No. SafeBrowz performs Layer 1 detection locally inside the browser, with no URL leaving the device. Layer 2 reputation checks query global blocklists with the domain only, never with identity. Layer 3 AI deep scan, available to Premium users, sends rendered content excerpts for analysis and discards them after the verdict. We do not store per-user URL history, instance identifiers, or IP-to-URL associations. The Chrome Web Store, AMO, and Edge listings all certify the extension as not collecting web history.

Will phishing-resistant MFA like FIDO2 keys stop Kali365?

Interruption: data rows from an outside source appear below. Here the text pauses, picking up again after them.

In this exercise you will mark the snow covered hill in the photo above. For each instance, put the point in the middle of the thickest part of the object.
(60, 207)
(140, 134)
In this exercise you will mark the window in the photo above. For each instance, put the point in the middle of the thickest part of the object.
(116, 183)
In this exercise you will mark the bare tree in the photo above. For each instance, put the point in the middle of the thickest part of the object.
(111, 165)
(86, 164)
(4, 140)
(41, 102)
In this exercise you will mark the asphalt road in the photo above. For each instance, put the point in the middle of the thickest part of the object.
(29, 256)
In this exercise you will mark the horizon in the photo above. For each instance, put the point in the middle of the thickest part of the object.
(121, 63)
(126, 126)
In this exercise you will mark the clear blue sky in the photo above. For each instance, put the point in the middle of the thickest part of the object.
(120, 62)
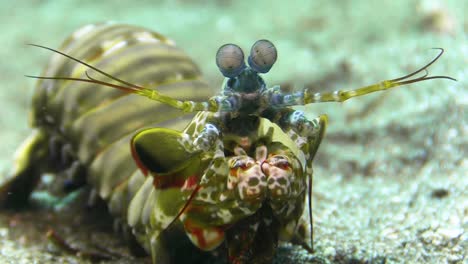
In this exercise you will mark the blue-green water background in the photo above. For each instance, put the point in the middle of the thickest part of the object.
(382, 153)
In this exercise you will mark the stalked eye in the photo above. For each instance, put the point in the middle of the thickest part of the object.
(262, 56)
(230, 60)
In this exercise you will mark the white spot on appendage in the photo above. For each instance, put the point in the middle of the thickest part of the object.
(225, 215)
(352, 93)
(115, 47)
(336, 95)
(83, 31)
(145, 37)
(210, 235)
(317, 97)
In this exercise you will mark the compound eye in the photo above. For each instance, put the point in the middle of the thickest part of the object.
(262, 56)
(230, 60)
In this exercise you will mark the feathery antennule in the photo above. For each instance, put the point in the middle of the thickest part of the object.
(343, 95)
(186, 106)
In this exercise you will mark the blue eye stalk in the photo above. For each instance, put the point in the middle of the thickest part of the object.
(230, 58)
(245, 82)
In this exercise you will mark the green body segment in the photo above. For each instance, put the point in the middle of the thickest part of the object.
(95, 124)
(251, 182)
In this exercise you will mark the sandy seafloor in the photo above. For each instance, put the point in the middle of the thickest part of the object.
(391, 183)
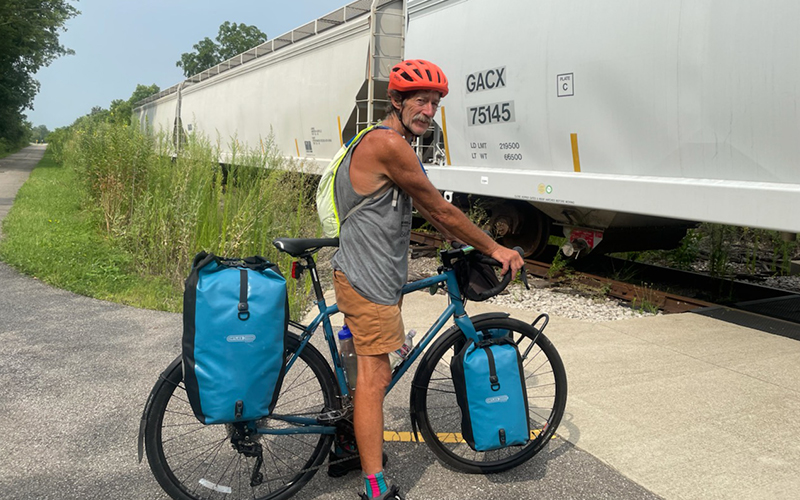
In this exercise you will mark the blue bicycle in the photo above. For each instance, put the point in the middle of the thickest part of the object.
(273, 458)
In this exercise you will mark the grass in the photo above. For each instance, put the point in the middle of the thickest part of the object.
(49, 235)
(117, 214)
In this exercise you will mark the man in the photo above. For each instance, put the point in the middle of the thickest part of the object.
(371, 264)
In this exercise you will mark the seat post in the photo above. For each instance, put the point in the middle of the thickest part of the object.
(312, 268)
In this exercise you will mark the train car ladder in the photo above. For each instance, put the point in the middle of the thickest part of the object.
(386, 48)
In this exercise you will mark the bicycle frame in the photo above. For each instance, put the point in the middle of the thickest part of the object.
(454, 309)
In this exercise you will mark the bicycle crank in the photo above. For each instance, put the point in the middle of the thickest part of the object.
(250, 449)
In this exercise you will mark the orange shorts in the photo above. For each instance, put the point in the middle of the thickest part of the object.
(377, 328)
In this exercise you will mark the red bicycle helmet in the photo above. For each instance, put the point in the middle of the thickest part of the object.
(418, 74)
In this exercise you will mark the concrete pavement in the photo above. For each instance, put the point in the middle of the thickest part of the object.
(14, 171)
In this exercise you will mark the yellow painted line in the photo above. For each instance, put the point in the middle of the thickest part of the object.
(576, 160)
(444, 437)
(444, 133)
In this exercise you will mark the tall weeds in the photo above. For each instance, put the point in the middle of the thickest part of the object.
(164, 207)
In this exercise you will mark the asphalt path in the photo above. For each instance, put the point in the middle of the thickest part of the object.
(75, 373)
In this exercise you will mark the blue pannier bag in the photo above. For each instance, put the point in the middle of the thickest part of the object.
(235, 322)
(490, 390)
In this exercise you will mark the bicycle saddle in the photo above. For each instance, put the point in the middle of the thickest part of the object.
(302, 246)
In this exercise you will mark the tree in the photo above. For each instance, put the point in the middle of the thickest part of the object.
(143, 91)
(232, 39)
(29, 31)
(40, 133)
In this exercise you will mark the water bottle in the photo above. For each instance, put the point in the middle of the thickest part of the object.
(347, 353)
(397, 357)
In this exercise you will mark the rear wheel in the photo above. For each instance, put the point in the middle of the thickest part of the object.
(193, 461)
(439, 415)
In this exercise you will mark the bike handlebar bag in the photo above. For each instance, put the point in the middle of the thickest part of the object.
(474, 278)
(490, 389)
(235, 323)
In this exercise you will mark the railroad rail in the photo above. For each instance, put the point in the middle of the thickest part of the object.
(667, 302)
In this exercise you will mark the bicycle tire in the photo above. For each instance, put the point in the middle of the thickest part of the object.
(439, 416)
(193, 461)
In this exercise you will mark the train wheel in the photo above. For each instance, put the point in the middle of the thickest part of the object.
(516, 223)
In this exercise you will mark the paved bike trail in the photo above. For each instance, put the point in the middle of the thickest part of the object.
(75, 373)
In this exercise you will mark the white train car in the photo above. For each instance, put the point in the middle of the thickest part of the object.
(622, 121)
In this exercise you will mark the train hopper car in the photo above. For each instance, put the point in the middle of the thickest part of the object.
(620, 123)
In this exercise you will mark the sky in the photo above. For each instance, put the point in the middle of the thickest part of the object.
(120, 43)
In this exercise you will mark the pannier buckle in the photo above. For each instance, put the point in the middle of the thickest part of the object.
(244, 314)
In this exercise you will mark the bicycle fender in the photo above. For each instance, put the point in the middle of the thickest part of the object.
(415, 383)
(146, 413)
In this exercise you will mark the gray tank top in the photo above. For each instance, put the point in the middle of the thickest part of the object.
(373, 241)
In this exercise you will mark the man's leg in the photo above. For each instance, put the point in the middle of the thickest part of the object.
(374, 376)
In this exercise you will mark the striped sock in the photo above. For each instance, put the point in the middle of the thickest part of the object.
(375, 484)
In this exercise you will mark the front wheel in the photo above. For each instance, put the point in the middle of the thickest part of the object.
(438, 413)
(193, 461)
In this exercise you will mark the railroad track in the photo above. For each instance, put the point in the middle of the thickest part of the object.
(667, 302)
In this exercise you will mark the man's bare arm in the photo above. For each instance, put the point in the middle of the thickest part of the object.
(392, 157)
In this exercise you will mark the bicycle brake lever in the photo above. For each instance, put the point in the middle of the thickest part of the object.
(525, 278)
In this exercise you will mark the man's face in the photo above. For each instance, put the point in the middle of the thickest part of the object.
(419, 110)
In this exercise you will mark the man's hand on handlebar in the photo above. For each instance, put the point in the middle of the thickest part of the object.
(510, 259)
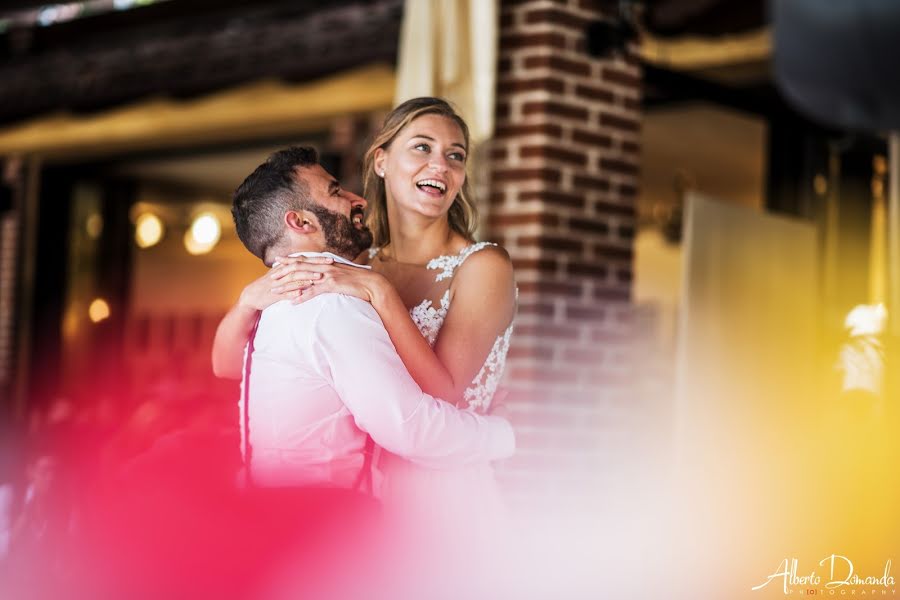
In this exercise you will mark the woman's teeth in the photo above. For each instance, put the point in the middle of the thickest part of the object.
(433, 184)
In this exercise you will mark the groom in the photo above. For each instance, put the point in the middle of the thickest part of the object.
(323, 375)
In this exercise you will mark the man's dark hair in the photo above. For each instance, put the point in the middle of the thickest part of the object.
(259, 203)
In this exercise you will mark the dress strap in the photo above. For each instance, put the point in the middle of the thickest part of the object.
(449, 263)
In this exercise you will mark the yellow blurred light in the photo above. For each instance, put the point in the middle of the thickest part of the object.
(820, 184)
(94, 225)
(98, 310)
(203, 235)
(148, 230)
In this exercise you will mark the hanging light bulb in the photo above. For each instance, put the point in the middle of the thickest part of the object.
(98, 310)
(148, 231)
(204, 234)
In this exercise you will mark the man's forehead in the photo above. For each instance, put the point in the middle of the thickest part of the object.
(318, 174)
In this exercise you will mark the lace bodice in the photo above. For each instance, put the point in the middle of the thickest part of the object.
(429, 320)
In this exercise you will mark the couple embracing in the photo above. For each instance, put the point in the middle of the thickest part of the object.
(371, 351)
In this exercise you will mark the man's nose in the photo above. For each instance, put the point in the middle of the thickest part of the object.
(357, 200)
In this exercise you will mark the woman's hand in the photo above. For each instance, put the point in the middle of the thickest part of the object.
(285, 281)
(364, 284)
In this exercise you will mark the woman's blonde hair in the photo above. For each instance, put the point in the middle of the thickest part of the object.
(463, 216)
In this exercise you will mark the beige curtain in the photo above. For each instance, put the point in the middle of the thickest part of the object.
(448, 48)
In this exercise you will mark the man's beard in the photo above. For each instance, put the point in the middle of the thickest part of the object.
(341, 237)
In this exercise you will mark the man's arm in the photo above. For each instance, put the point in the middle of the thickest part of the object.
(360, 360)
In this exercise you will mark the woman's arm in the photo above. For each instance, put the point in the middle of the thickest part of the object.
(234, 329)
(482, 308)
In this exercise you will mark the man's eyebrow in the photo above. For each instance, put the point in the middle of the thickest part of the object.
(431, 139)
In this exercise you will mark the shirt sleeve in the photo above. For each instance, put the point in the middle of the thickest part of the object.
(357, 356)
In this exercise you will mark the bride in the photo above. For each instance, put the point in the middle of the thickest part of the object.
(446, 301)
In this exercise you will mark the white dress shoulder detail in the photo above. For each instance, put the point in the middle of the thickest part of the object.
(430, 319)
(449, 263)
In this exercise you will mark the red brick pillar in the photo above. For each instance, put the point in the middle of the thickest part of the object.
(564, 176)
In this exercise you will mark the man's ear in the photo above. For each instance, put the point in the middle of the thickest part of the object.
(301, 221)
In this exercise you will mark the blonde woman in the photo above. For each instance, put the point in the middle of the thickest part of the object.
(446, 301)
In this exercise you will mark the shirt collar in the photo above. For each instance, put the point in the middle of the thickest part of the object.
(335, 257)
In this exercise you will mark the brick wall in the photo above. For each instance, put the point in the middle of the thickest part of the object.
(564, 175)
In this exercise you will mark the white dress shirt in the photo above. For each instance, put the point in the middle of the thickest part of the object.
(325, 373)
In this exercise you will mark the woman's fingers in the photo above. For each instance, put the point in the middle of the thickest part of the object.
(305, 268)
(295, 281)
(309, 260)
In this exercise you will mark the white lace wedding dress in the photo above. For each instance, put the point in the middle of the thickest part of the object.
(448, 499)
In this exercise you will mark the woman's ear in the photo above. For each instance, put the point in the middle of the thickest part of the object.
(380, 159)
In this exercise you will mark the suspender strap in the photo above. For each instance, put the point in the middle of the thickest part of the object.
(245, 425)
(364, 479)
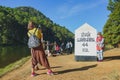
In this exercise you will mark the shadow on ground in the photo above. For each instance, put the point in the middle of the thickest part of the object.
(111, 58)
(77, 69)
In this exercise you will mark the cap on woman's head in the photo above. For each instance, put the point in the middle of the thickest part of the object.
(30, 25)
(99, 33)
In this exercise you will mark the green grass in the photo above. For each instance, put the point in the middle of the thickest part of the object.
(13, 66)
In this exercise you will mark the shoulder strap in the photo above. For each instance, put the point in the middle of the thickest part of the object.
(34, 31)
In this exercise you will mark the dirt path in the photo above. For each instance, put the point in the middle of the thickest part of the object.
(68, 69)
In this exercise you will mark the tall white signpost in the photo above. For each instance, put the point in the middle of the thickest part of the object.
(85, 43)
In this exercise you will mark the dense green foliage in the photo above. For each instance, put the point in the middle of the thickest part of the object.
(111, 29)
(13, 26)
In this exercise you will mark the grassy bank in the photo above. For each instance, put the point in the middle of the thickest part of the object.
(13, 66)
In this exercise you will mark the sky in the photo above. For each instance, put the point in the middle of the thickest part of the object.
(68, 13)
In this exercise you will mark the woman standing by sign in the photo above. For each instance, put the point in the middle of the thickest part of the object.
(38, 53)
(100, 46)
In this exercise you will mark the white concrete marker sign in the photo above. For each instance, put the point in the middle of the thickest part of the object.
(85, 43)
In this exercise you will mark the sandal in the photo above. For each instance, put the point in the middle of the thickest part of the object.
(33, 74)
(49, 72)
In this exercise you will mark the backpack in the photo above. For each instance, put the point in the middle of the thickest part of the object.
(33, 40)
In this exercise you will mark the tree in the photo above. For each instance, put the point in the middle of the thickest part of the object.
(111, 29)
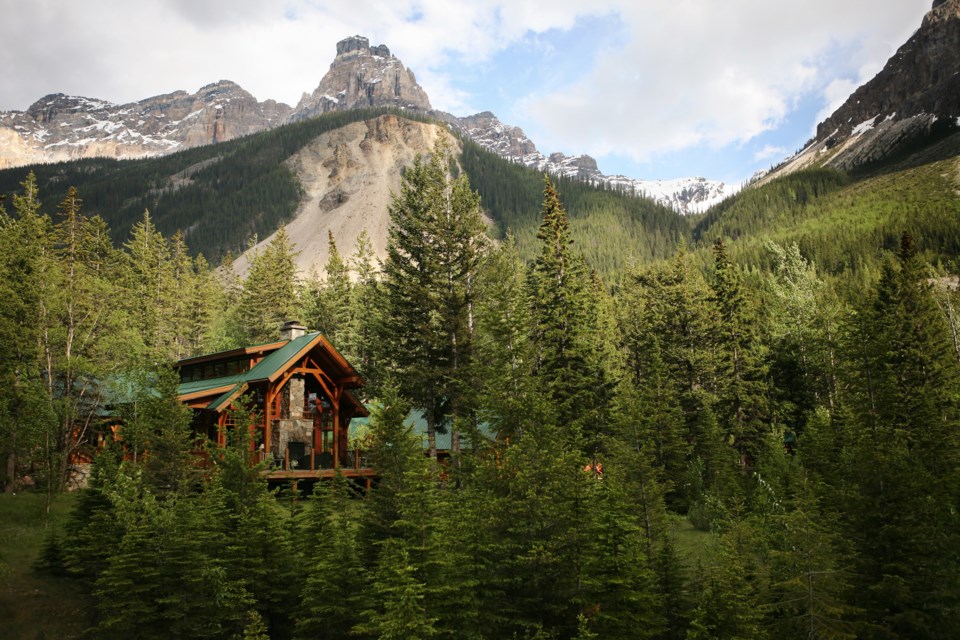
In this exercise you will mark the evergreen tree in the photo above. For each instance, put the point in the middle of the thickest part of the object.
(900, 471)
(84, 336)
(566, 328)
(333, 594)
(434, 250)
(25, 411)
(742, 390)
(268, 297)
(327, 305)
(400, 612)
(152, 287)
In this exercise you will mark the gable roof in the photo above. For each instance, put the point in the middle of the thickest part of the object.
(279, 356)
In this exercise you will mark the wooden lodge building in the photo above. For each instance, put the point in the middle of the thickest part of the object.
(302, 390)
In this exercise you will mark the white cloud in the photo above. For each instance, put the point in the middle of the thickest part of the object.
(683, 73)
(698, 73)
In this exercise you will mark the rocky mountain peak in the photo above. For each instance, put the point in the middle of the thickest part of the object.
(362, 76)
(916, 92)
(359, 45)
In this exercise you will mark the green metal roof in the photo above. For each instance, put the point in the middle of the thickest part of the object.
(418, 421)
(273, 363)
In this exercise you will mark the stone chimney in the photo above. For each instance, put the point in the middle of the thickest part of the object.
(291, 330)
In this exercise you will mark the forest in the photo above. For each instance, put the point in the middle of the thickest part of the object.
(744, 436)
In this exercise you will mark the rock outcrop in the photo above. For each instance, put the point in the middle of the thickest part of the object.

Yes, indirectly. A FIDO2 security key or platform passkey cannot be driven by an attacker's polling server because the cryptographic challenge is bound to the origin domain the user is browsing. Even if the user is socially engineered into copying a code, the attacker's session can only complete if the device flow is allowed for that account. Pair phishing-resistant MFA with a Conditional Access policy that disables device code flow for that user, and the attack path is closed.

Related reading

• How to spot a fake Microsoft email - the upstream attack that often funnels into device-code phishing
• MFA fatigue push spam attack - the other major MFA bypass class, and why number matching defeats it
• Adversary-in-the-middle 2FA bypass - reverse-proxy phishing that also produces persistent session tokens
• Fake Microsoft tech-support popup scam (DOJ 2026) - the consumer-side cousin of enterprise Microsoft impersonation

Bottom line: Kali365 is not a clever new exploit. It is a productized abuse of a documented OAuth flow, packaged for non-experts at $199 a month, that turns Microsoft's own authentication endpoints into the delivery mechanism for persistent account compromise. The fix in your tenant is concrete: block the device code flow in Conditional Access, audit your OAuth consent log, revoke sessions on any user who clicked, and put a browser-layer detection engine in front of the inbox. The FBI's PSA260521 is the warning. The next twelve months will determine which organizations treated it as a wake-up call and which kept relying on email gateways and MFA push to defend a cloud where neither is sufficient on its own.